Background: Interoception, the sensing of information about the internal physiological state of the body, is proposed to be fundamental to normal and abnormal affective feelings. We undertook a cross-sectional characterisation of cardiac interoception in patients accessing secondary mental health services to understand how interoceptive abnormalities relate to psychiatric symptoms and diagnoses.
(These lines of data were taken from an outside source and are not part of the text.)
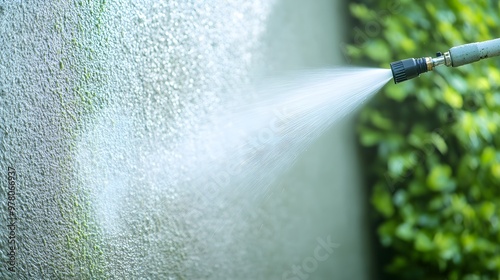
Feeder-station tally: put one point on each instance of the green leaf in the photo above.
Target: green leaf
(453, 98)
(382, 201)
(440, 179)
(423, 243)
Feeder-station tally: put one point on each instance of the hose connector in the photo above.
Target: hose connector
(410, 68)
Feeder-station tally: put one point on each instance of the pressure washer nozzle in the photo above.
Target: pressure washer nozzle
(457, 56)
(410, 68)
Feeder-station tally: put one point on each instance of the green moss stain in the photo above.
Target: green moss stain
(82, 96)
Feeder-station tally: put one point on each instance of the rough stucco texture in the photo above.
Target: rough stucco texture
(94, 97)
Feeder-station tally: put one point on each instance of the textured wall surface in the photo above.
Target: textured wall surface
(95, 99)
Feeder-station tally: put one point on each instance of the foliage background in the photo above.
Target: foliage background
(432, 144)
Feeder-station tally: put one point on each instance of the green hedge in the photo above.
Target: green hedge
(432, 144)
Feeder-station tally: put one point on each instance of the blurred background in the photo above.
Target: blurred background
(96, 98)
(430, 146)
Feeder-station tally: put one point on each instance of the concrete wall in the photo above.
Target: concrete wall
(95, 99)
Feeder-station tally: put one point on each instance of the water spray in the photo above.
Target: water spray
(410, 68)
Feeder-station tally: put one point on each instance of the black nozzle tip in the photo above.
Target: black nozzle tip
(407, 69)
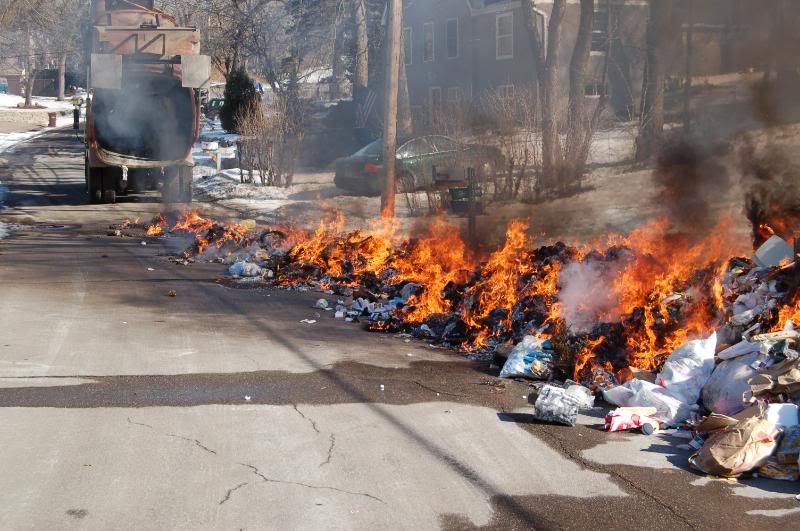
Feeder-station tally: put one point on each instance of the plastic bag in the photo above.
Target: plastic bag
(732, 451)
(728, 390)
(531, 358)
(245, 269)
(688, 369)
(582, 394)
(789, 451)
(556, 405)
(638, 393)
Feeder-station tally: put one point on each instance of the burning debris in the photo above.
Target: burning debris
(605, 316)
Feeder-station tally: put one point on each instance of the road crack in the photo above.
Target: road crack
(187, 439)
(130, 421)
(330, 451)
(589, 465)
(195, 441)
(266, 479)
(231, 491)
(309, 419)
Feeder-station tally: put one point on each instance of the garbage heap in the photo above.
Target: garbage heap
(680, 335)
(733, 395)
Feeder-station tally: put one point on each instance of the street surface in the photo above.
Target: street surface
(124, 408)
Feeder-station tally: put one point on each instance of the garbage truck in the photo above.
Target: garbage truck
(143, 109)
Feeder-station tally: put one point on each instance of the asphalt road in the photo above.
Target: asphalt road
(123, 408)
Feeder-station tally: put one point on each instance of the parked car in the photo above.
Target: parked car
(362, 172)
(213, 107)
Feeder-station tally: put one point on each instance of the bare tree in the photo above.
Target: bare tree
(31, 18)
(391, 80)
(547, 64)
(562, 168)
(362, 44)
(660, 34)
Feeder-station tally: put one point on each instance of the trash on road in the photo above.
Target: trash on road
(555, 404)
(531, 358)
(734, 450)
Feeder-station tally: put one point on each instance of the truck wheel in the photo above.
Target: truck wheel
(186, 178)
(110, 196)
(86, 171)
(94, 178)
(170, 190)
(110, 185)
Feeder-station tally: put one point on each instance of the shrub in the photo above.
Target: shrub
(240, 94)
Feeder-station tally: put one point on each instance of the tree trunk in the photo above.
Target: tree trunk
(405, 125)
(337, 67)
(29, 77)
(62, 73)
(551, 146)
(651, 127)
(576, 118)
(362, 44)
(391, 86)
(687, 83)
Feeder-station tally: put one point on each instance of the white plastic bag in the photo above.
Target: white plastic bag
(639, 393)
(556, 405)
(727, 391)
(582, 394)
(531, 358)
(688, 369)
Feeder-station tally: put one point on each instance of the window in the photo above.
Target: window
(504, 26)
(414, 148)
(428, 43)
(452, 38)
(505, 92)
(595, 90)
(600, 31)
(454, 95)
(408, 46)
(442, 144)
(435, 105)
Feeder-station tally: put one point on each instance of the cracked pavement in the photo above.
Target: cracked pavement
(124, 408)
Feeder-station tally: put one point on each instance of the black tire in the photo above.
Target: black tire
(86, 171)
(186, 181)
(94, 182)
(109, 196)
(111, 180)
(170, 190)
(405, 183)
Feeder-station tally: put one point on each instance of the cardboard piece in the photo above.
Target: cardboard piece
(732, 451)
Methods: Patients attending adult mental health services (205 female, 101 male) and controls (42 female, 21 male) participated. Clinical diagnoses spanned affective disorders, personality disorders and psychoses. Physiological, bio-behavioural and subjective interoceptive measures included: 1) Basal heart rate and heart rate variability (HRV); 2) cardiac afferent effects on emotional processing (cardiac cycle modulation of ratings of fear vs. neutral faces); 3) perceptual accuracy, confidence, and metacognitive insight in heartbeat detection, and; 4) self-reported sensitivity to internal bodily sensations. We tested for transdiagnostic differences between patients and controls, then for correlations between interoceptive measures and affective symptoms, and for group differences across clinical diagnostic categories.
Results: Patients differed from controls in HRV, cardiac afferent effects on emotional processing, heartbeat discrimination accuracy, and heartbeat detection confidence. Anxiety and depression symptom severity correlated particularly with self-reported sensitivity to interoceptive experiences. Significant differences between diagnostic categories were observed for HRV, cardiac afferent effects on emotional processing, and subjective interoception. Patients with schizophrenia relative to other diagnoses intriguingly showed opposite cardiac afferent effects on emotion processing.
Conclusions: This multilevel characterisation identified interoceptive differences associated with psychiatric symptoms and diagnoses. Interoceptive mechanisms have potential value for the clinical stratification and therapeutic targeting of psychiatric disorders.